6th October, 2021 8:13 am

Wellbeing Scotland have said it reported huge sex abuse ring – one of the biggest in Britain – to police but force says it has no records

A child abuse charity at the centre of a watchdog probe is facing claims it failed to report allegations of a paedophile ring to police.

It can also be revealed Wellbeing Scotland faced criticism when it refused to cooperate with the ­Scottish Government over anonymised data on abuse survivors it helped.

The Alloa-based charity, previously known as Open Secret, is being investigated by the Office for the Scottish Charity Regulator (OSCR).

The probe into the organisation, which is run by former Labour MSP candidate Janine Rennie, has been going on since the end of last year, with OSCR officials set to hold talks with Wellbeing Scotland bosses.

The Sunday Mail has learned police didn’t receive a report of a paedophile ring that the charity claimed it had uncovered.

A spokesman said: “It appears that no referral was made to police from the charity regarding these allegations.”

It comes after Rennie claimed, in 2016, that they had uncovered a huge paedophile ring in Falkirk.

She said her charity had found a cluster of 367 abuse victims dating back to the 70s.

Many were in sports clubs .

At the time, Rennie said she reported her findings to police but was snubbed.

She added: “Our information indicates a high level of reported multiple abusers in Falkirk, in one area of the town in particular.

“The number of people who have come forward is shocking.”

Also in 2016, Wellbeing Scotland was criticised by Deputy First Minister John Swinney for denying officials access to the charity’s records.

Latest accounts show Wellbeing Scotland had an income of nearly £778,000 in 2019/2020, with four bosses paid £223,000 in total.

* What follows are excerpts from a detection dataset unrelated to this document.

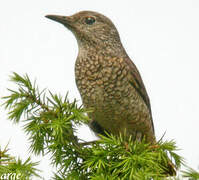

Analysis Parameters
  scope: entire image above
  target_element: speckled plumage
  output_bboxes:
[47,11,155,142]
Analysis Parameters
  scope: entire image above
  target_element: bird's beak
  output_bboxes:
[45,15,72,28]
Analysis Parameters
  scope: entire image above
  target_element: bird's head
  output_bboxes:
[46,11,121,51]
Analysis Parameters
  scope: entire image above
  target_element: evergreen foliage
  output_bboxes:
[0,73,198,180]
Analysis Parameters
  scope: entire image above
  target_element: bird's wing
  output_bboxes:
[125,58,154,132]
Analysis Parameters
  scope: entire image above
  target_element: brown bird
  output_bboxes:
[46,11,155,143]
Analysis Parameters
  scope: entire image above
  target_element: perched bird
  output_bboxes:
[46,11,155,143]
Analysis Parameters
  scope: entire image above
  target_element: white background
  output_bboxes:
[0,0,199,179]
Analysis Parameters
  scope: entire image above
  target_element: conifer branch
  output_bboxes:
[4,73,196,180]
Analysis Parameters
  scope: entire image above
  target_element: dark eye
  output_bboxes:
[85,17,95,25]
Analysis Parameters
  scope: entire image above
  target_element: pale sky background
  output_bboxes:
[0,0,199,179]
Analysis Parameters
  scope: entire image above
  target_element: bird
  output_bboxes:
[45,11,156,143]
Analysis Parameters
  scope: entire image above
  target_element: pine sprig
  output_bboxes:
[182,168,199,180]
[1,73,191,180]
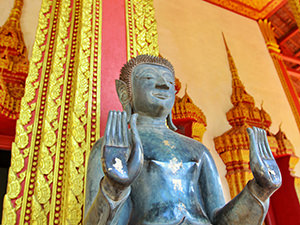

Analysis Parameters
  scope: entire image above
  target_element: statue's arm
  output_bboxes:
[84,138,131,225]
[202,128,281,225]
[199,151,268,225]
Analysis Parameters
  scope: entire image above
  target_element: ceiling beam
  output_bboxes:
[287,69,300,79]
[281,54,300,65]
[278,26,299,45]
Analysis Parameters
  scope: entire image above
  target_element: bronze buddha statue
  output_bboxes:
[84,55,281,225]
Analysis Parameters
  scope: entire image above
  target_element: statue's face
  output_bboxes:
[132,64,175,117]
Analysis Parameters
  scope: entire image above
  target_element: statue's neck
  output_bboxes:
[136,115,167,128]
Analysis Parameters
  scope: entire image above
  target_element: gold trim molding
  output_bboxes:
[125,0,159,60]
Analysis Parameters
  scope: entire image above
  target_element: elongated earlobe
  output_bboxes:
[167,112,177,131]
[115,80,132,122]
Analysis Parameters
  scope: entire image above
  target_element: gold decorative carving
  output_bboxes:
[288,0,300,29]
[0,0,29,119]
[172,78,207,142]
[205,0,283,20]
[2,0,52,222]
[126,0,159,59]
[1,195,17,225]
[295,177,300,203]
[214,36,278,198]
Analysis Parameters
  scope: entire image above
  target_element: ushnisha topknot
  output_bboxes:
[119,55,175,100]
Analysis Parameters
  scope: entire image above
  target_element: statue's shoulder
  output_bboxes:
[174,132,210,158]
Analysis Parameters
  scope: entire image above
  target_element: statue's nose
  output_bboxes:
[155,77,170,90]
[155,84,170,90]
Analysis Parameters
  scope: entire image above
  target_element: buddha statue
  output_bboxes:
[84,55,281,225]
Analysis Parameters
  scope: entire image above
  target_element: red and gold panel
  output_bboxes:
[2,0,101,224]
[2,0,158,225]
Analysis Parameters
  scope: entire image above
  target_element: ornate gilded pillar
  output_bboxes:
[2,0,158,222]
[0,0,29,119]
[258,19,300,133]
[125,0,159,60]
[2,0,101,225]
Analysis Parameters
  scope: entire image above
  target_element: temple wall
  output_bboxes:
[0,0,300,206]
[154,0,300,200]
[0,0,42,58]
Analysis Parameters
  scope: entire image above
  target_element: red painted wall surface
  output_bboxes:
[100,0,127,136]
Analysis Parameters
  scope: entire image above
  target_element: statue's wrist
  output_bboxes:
[248,179,274,202]
[100,176,130,201]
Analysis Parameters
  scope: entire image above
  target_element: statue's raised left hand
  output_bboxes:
[247,127,282,200]
[101,111,144,188]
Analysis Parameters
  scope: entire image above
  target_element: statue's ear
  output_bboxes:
[115,80,132,122]
[115,80,129,106]
[167,112,177,131]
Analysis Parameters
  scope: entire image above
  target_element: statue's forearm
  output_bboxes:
[84,177,130,225]
[213,180,269,225]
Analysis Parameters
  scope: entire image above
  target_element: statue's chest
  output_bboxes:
[140,130,199,162]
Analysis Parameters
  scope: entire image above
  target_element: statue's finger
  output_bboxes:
[263,130,274,159]
[130,113,140,144]
[122,111,129,147]
[110,111,117,145]
[116,111,123,146]
[247,127,261,166]
[104,111,113,145]
[256,127,268,159]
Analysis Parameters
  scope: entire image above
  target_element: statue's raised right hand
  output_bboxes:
[101,111,144,187]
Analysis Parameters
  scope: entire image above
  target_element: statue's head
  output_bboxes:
[116,55,176,129]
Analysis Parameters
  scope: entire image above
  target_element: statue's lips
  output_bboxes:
[152,93,170,100]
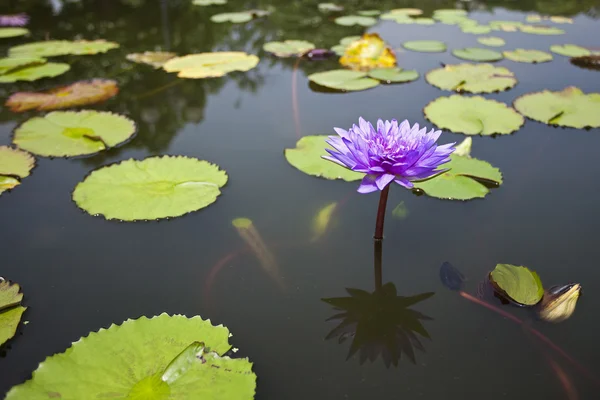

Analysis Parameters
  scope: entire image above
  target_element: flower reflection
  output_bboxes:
[322,283,434,368]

Over £712,000 came in grants via public bodies such as the Scottish Government and local authorities.

In 2014, Falkirk Council opened its own investigation into the organisation amid complaints of bullying and financial ­mismanagement.

The council, which had slashed its funding of the organisation, which provided counselling services for survivors, called in a consultancy firm to carry out the probe.

In 2015, the council decided it would no longer solely rely on Open Secret but put out ­counselling contracts to tender.

OSCR said: “We have ­considered a significant amount of information in the course of our inquiry and are looking to engage with the charity trustees.”

Rennie refuted allegations that her charity did not act ­transparently.

She said she ­originally helped a client make criminal allegations in 2009.

She then contacted police in 2014 after reviewing a database of abuse allegations.


She said she discussed with police her concerns of a paedophile ­network and passed an officer her findings.

She added: “The search highlighted 367 people who reported multiple abusers.

“The charity supported many people to bring these cases forward so the police are being clever in their response.”